Et fleurissent les mots : désertion, compromission, déconstruire, se réinventer, désinnovation, remédiation, redirection, dénumérisation, sortie du système, transition existentielle, attachement, désattachement, ré-attachement...


Et l’engagement c’est quoi dans tout ça ? Ben... peut-être de ce dont on ne parle pas.

Et l’engagement à bifurquer alors, c’est une bifurcation ou un engagement ?
“J’t’en pose moi des questions, imbécile !“ aurait répondu Fernand Reynaud.
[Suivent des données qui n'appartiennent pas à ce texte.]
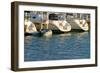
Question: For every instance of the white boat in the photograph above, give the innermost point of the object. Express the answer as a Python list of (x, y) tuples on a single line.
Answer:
[(58, 22), (77, 23), (63, 26)]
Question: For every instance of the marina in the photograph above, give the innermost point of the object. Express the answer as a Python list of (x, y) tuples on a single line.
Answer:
[(56, 36)]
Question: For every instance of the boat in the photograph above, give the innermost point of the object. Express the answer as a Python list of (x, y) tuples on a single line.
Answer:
[(78, 23), (58, 22), (46, 33)]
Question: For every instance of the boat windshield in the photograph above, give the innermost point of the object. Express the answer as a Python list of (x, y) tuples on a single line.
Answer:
[(56, 17)]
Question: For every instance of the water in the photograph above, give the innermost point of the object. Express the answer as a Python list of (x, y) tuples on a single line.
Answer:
[(72, 45)]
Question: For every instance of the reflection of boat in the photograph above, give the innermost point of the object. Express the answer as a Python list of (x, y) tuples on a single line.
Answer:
[(58, 22), (29, 28), (78, 22)]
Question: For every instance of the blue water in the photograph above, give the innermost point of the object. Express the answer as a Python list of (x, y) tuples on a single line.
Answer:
[(72, 45)]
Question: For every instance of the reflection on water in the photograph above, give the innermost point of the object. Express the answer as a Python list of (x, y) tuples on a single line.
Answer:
[(72, 45)]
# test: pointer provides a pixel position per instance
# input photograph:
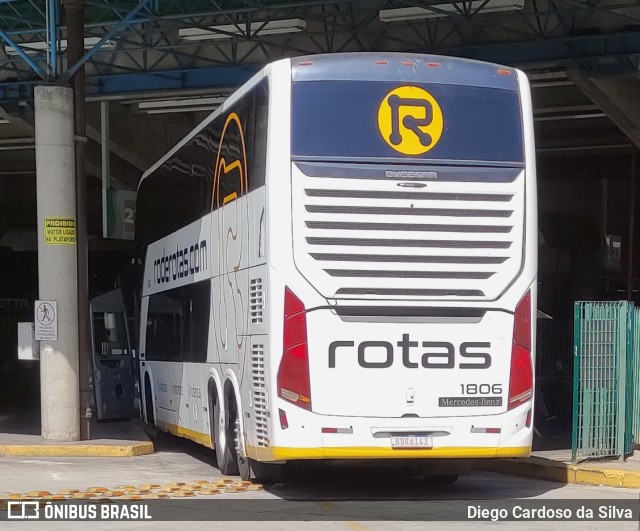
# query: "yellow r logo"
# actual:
(410, 120)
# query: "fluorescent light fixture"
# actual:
(187, 102)
(227, 31)
(181, 105)
(445, 10)
(40, 46)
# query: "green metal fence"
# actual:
(635, 382)
(604, 380)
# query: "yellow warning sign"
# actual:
(410, 120)
(60, 231)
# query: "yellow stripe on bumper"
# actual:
(285, 454)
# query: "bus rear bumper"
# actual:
(308, 436)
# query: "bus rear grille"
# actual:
(256, 300)
(259, 394)
(367, 238)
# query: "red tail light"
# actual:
(293, 374)
(521, 377)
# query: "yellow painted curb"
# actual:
(563, 472)
(76, 450)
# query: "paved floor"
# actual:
(390, 495)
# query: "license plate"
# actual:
(411, 441)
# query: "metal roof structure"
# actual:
(151, 45)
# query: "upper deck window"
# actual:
(379, 119)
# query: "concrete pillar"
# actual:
(57, 262)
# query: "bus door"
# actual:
(112, 358)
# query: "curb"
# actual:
(539, 468)
(77, 450)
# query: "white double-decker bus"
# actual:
(341, 264)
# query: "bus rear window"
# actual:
(337, 120)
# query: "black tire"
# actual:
(442, 479)
(242, 461)
(148, 402)
(224, 446)
(267, 473)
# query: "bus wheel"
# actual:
(223, 443)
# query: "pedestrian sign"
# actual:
(46, 320)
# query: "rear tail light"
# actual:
(293, 375)
(521, 376)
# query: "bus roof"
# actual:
(403, 67)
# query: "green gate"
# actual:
(635, 378)
(605, 405)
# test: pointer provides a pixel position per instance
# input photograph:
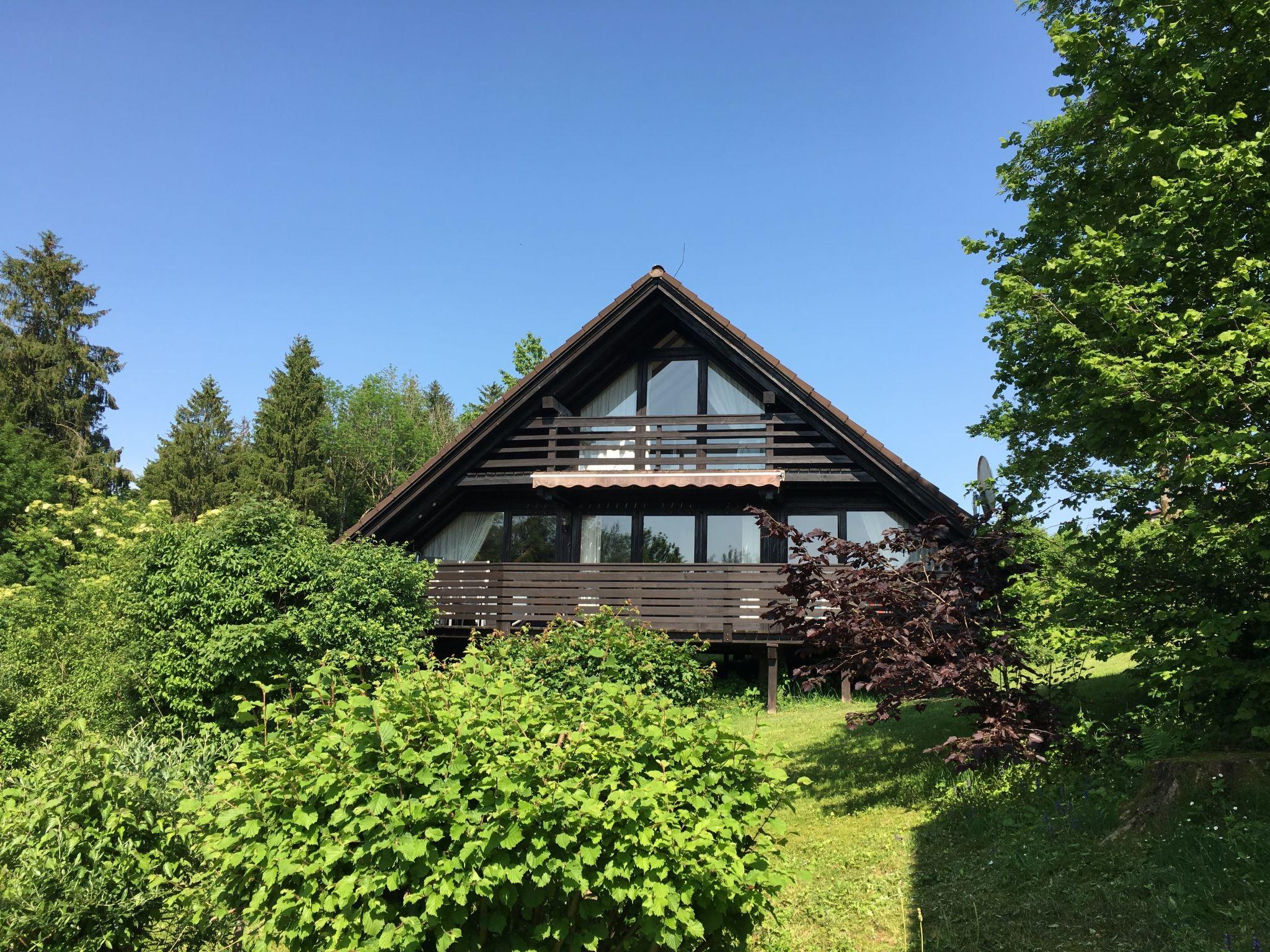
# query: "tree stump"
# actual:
(1176, 780)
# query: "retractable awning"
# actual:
(660, 479)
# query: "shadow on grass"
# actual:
(1019, 858)
(879, 764)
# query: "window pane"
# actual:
(732, 539)
(471, 537)
(728, 395)
(534, 539)
(606, 539)
(869, 527)
(672, 387)
(618, 399)
(670, 539)
(808, 522)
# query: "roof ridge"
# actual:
(655, 275)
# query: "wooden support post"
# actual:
(771, 679)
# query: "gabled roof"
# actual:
(888, 469)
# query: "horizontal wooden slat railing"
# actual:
(710, 599)
(693, 442)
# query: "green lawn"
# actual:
(889, 856)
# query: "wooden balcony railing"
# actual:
(700, 442)
(719, 602)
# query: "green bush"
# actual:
(254, 593)
(571, 654)
(91, 856)
(460, 810)
(64, 649)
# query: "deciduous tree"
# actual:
(1132, 329)
(935, 624)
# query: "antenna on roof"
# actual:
(985, 494)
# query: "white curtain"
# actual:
(592, 539)
(870, 526)
(615, 400)
(461, 540)
(726, 395)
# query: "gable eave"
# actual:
(920, 493)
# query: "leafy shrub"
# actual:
(569, 654)
(458, 809)
(64, 649)
(91, 857)
(254, 593)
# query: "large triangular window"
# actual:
(673, 394)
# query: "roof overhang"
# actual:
(631, 479)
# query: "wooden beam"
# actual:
(771, 678)
(550, 405)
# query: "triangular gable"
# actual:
(657, 287)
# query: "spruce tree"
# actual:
(287, 448)
(441, 415)
(51, 379)
(195, 470)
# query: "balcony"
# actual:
(666, 444)
(719, 602)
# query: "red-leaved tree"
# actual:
(920, 616)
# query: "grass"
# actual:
(1011, 860)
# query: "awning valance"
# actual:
(629, 479)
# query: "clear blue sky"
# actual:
(420, 184)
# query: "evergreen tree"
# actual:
(526, 355)
(287, 447)
(383, 430)
(51, 379)
(486, 398)
(197, 464)
(441, 415)
(31, 465)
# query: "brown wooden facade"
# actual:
(561, 508)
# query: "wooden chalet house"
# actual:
(620, 467)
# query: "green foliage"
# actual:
(527, 355)
(197, 465)
(30, 466)
(569, 655)
(381, 431)
(64, 649)
(254, 593)
(460, 810)
(91, 856)
(1132, 332)
(51, 379)
(287, 451)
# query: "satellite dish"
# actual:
(984, 491)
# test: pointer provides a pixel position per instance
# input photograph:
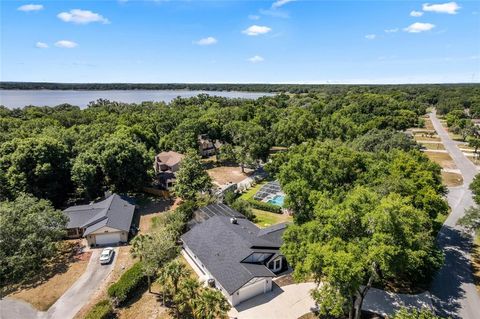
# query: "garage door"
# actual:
(107, 238)
(251, 290)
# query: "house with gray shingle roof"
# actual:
(232, 254)
(102, 223)
(166, 164)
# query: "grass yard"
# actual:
(151, 209)
(252, 191)
(266, 219)
(44, 294)
(442, 159)
(423, 137)
(433, 146)
(148, 305)
(428, 124)
(223, 175)
(450, 179)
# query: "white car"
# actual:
(106, 255)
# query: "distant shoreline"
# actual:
(227, 87)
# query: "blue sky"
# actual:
(277, 41)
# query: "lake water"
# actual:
(21, 98)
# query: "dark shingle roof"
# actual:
(221, 246)
(115, 212)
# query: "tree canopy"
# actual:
(30, 229)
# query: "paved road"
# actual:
(453, 290)
(287, 302)
(70, 302)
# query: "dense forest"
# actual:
(365, 198)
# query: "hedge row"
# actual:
(265, 206)
(130, 281)
(102, 310)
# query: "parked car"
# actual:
(106, 256)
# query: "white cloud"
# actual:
(256, 30)
(275, 13)
(30, 7)
(419, 27)
(41, 45)
(279, 3)
(66, 44)
(416, 13)
(82, 17)
(449, 7)
(206, 41)
(256, 59)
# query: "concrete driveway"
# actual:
(287, 302)
(453, 289)
(70, 302)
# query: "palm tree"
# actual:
(210, 304)
(171, 275)
(187, 292)
(138, 246)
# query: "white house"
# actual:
(103, 223)
(233, 254)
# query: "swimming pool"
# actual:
(277, 200)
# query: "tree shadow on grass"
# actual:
(69, 251)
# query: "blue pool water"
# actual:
(277, 200)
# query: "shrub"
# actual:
(265, 206)
(128, 283)
(102, 310)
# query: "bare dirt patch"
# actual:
(223, 175)
(150, 209)
(450, 179)
(44, 294)
(442, 159)
(474, 160)
(124, 261)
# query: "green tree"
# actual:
(172, 275)
(296, 127)
(39, 166)
(191, 178)
(30, 229)
(114, 162)
(364, 239)
(210, 304)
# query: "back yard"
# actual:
(62, 273)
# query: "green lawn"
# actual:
(252, 191)
(265, 219)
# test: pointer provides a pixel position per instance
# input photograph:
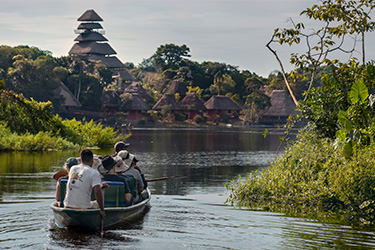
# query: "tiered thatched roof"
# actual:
(167, 99)
(90, 15)
(91, 42)
(87, 48)
(281, 105)
(108, 61)
(70, 100)
(92, 36)
(176, 87)
(89, 26)
(136, 88)
(135, 102)
(192, 102)
(111, 99)
(220, 102)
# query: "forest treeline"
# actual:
(37, 74)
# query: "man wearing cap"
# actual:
(70, 162)
(131, 162)
(82, 179)
(115, 166)
(120, 146)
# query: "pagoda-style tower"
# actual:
(90, 42)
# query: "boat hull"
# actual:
(90, 218)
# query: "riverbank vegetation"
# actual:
(31, 125)
(37, 74)
(329, 171)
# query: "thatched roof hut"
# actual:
(90, 15)
(220, 102)
(111, 99)
(87, 48)
(177, 87)
(108, 61)
(192, 102)
(90, 36)
(167, 99)
(136, 88)
(69, 99)
(135, 102)
(89, 26)
(124, 75)
(281, 108)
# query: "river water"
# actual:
(184, 213)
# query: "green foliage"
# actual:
(30, 142)
(170, 56)
(89, 134)
(36, 128)
(313, 178)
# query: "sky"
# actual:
(226, 31)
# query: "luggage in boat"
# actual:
(114, 194)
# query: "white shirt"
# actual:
(82, 178)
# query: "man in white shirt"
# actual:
(82, 179)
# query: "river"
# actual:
(184, 213)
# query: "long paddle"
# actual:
(165, 178)
(101, 226)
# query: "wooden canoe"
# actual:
(90, 218)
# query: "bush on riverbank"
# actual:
(40, 141)
(313, 178)
(30, 125)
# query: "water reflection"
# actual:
(184, 213)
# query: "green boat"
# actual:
(116, 212)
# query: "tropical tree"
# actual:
(170, 56)
(340, 18)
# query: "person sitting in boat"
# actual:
(70, 162)
(131, 162)
(82, 180)
(114, 169)
(124, 154)
(120, 146)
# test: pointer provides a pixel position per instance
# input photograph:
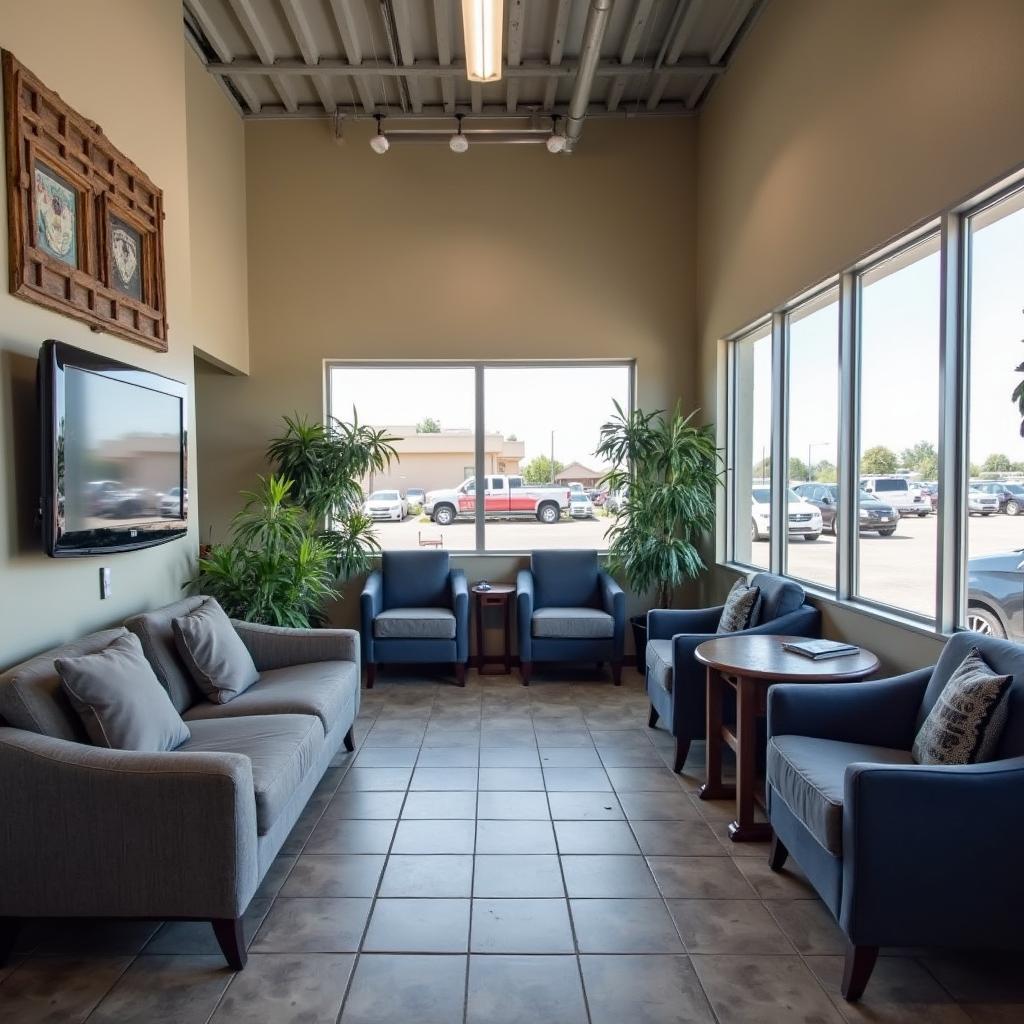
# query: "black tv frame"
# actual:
(54, 356)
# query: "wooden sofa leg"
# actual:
(777, 855)
(859, 964)
(231, 940)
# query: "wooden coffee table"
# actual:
(750, 665)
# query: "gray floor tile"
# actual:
(430, 836)
(388, 988)
(608, 878)
(766, 989)
(419, 926)
(624, 926)
(514, 837)
(428, 875)
(522, 805)
(335, 875)
(520, 926)
(165, 990)
(287, 989)
(517, 876)
(524, 990)
(653, 989)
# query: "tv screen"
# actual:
(114, 450)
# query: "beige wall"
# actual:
(838, 126)
(88, 52)
(506, 252)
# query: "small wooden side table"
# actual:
(499, 596)
(750, 665)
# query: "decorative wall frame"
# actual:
(85, 224)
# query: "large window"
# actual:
(492, 457)
(892, 388)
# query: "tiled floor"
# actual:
(500, 854)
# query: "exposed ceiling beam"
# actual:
(560, 24)
(343, 19)
(634, 36)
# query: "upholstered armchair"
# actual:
(677, 684)
(902, 854)
(415, 608)
(568, 609)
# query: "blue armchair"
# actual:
(415, 609)
(902, 854)
(677, 684)
(569, 609)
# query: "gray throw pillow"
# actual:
(965, 725)
(739, 605)
(120, 700)
(214, 653)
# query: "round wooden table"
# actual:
(749, 665)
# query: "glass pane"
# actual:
(813, 397)
(752, 446)
(544, 424)
(431, 411)
(899, 427)
(995, 502)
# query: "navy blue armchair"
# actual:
(569, 609)
(677, 684)
(902, 854)
(415, 609)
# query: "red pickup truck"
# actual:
(505, 498)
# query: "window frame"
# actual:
(952, 229)
(479, 368)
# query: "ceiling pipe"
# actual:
(590, 55)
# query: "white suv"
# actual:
(899, 493)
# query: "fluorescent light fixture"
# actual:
(481, 22)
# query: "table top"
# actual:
(762, 656)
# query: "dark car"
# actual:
(876, 516)
(995, 595)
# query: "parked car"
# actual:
(386, 505)
(995, 595)
(505, 498)
(805, 519)
(898, 492)
(981, 503)
(581, 506)
(875, 516)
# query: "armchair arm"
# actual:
(524, 612)
(932, 854)
(881, 713)
(279, 646)
(371, 605)
(460, 605)
(90, 832)
(613, 602)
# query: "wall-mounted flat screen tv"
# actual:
(115, 451)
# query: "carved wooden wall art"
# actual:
(85, 224)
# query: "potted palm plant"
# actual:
(672, 470)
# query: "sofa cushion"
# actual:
(327, 689)
(808, 774)
(120, 699)
(217, 658)
(283, 750)
(31, 694)
(415, 624)
(157, 634)
(572, 624)
(659, 664)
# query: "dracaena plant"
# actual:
(672, 468)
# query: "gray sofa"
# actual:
(186, 835)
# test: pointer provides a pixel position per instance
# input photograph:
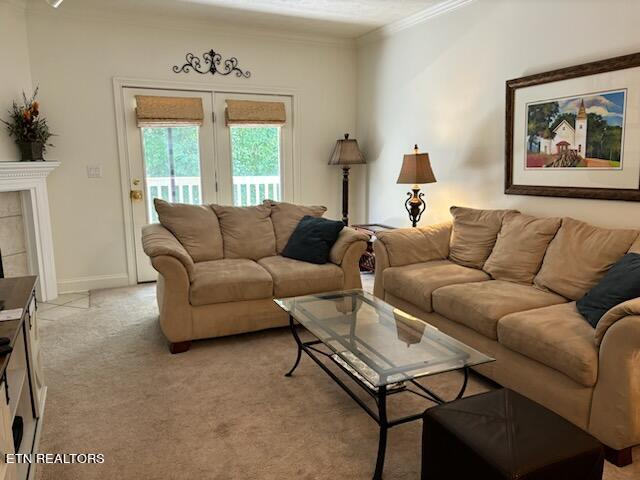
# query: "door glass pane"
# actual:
(172, 166)
(255, 161)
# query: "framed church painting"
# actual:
(575, 132)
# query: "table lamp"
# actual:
(345, 154)
(416, 169)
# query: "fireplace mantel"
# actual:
(11, 170)
(30, 179)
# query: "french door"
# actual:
(212, 163)
(255, 161)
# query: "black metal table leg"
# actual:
(384, 426)
(464, 383)
(298, 342)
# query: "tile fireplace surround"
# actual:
(30, 179)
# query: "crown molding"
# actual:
(224, 29)
(20, 5)
(412, 20)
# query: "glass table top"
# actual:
(376, 340)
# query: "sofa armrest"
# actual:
(347, 237)
(158, 241)
(625, 309)
(615, 407)
(172, 295)
(406, 246)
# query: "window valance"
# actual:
(239, 112)
(155, 111)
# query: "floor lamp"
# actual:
(345, 154)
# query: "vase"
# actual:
(31, 151)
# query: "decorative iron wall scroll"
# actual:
(211, 63)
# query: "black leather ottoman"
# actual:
(500, 435)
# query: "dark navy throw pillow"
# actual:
(620, 283)
(312, 239)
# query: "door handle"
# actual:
(136, 194)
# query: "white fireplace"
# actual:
(30, 179)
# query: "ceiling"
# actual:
(342, 18)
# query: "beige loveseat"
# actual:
(220, 267)
(506, 284)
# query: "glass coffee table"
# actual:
(381, 348)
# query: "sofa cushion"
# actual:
(474, 234)
(293, 277)
(406, 246)
(195, 226)
(415, 283)
(520, 247)
(580, 255)
(480, 305)
(229, 280)
(247, 232)
(556, 336)
(285, 218)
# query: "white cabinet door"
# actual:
(35, 358)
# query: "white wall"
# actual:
(441, 84)
(15, 74)
(74, 59)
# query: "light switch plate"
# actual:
(94, 171)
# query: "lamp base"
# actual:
(415, 205)
(345, 196)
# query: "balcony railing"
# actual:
(246, 190)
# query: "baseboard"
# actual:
(92, 282)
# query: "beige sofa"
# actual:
(220, 267)
(506, 284)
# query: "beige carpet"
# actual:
(223, 410)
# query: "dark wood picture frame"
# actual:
(603, 66)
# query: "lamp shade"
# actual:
(346, 152)
(416, 169)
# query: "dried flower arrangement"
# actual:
(28, 129)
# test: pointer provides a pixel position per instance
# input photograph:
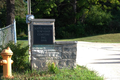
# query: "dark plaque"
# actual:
(42, 34)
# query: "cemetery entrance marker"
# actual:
(45, 50)
(42, 34)
(43, 31)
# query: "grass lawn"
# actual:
(105, 38)
(78, 73)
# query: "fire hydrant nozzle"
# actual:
(6, 62)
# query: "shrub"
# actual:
(52, 68)
(20, 57)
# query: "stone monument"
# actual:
(44, 48)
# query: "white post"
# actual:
(29, 36)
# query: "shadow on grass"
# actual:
(22, 38)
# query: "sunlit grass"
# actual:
(106, 38)
(78, 73)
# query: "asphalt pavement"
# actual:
(104, 58)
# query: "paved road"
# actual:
(104, 58)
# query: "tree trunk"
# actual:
(10, 11)
(74, 5)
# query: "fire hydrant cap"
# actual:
(7, 51)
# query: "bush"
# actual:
(20, 57)
(53, 68)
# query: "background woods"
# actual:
(74, 18)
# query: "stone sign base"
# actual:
(63, 54)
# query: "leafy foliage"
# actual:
(53, 68)
(94, 16)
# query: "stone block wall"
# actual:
(63, 54)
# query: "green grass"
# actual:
(78, 73)
(105, 38)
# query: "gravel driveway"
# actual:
(104, 58)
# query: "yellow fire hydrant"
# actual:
(6, 62)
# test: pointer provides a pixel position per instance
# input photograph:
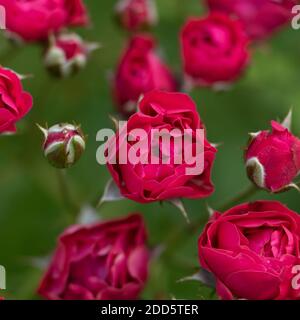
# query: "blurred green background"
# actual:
(32, 213)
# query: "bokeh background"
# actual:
(32, 213)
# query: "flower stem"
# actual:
(66, 195)
(8, 54)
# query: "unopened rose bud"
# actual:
(135, 15)
(63, 145)
(67, 54)
(273, 158)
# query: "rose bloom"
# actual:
(14, 102)
(146, 181)
(102, 261)
(214, 50)
(251, 249)
(135, 15)
(35, 20)
(140, 70)
(273, 158)
(260, 17)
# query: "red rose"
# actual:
(145, 181)
(136, 14)
(14, 102)
(214, 50)
(251, 249)
(140, 70)
(260, 17)
(102, 261)
(35, 20)
(67, 54)
(273, 158)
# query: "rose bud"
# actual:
(67, 54)
(273, 158)
(251, 250)
(140, 70)
(156, 179)
(260, 18)
(214, 50)
(135, 15)
(35, 20)
(102, 261)
(63, 145)
(14, 102)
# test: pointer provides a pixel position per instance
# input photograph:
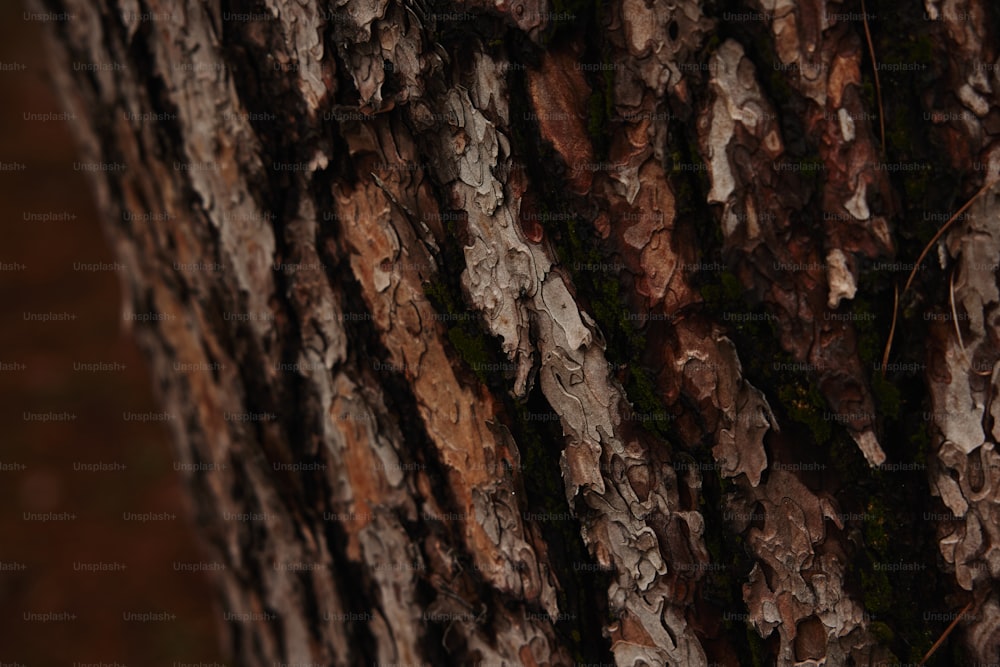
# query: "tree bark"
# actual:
(538, 333)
La prestation des huit diplômés d’AgroParisTech, avant d’être un engagement réel ou une bifurcation réelle était une mise en scène d’une promesse dans ce qui était déjà une grand’messe de remise des diplômes. Un spectacle dans le spectacle avec un arrière-fond curaillon et bien pensance. Bien joué, avec un effet immédiat, applaudi chaleureusement par tous les autres diplômés et pas que. Un moment dont peu de médias aurait sans doute parlé s’il était intervenu avant cette communion solennelle de fin de formation.

7 minutes de spectacle démultiplié à l’infini (ou presque) sur youtube, les réseaux,... et là on bifurque pas trop de la société du spectacle. On est en plein dedans.